Point-in-Time Columnar Research Store (Arrow + Parquet + DuckDB) Playbook

2026-03-07 · software

Point-in-Time Columnar Research Store (Arrow + Parquet + DuckDB) Playbook

Date: 2026-03-07
Category: knowledge (quant data engineering / reproducible research)

Why this matters

Many quant teams lose edge not because models are weak, but because data truth is inconsistent across backtest, replay, and live monitoring.

Typical failure pattern:

  1. Data is fast but not point-in-time safe (lookahead leaks).
  2. Data is correct but too slow/costly to iterate.
  3. Teams optimize either speed or correctness, rarely both.

A practical fix is a columnar, point-in-time research store:

The key is not the tools alone; it is the contract around time semantics and replayability.
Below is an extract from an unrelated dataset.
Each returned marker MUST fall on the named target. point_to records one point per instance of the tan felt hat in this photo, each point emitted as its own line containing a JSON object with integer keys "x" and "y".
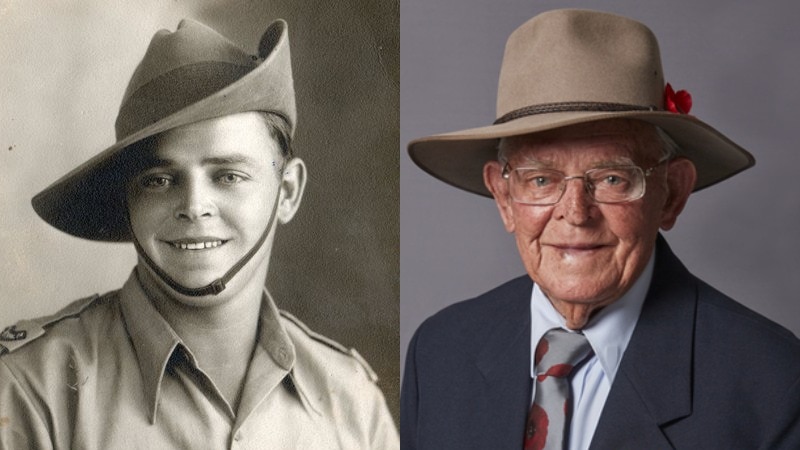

Core design contract (non-negotiable)

For every record, carry at least:

If you store only event_time, you will eventually leak hindsight through late corrections.


Table lanes: split by mutation pattern

Use separate physical lanes instead of one giant “everything” table.

1) Immutable event lane

Examples: trades, quotes, order acknowledgements, fills.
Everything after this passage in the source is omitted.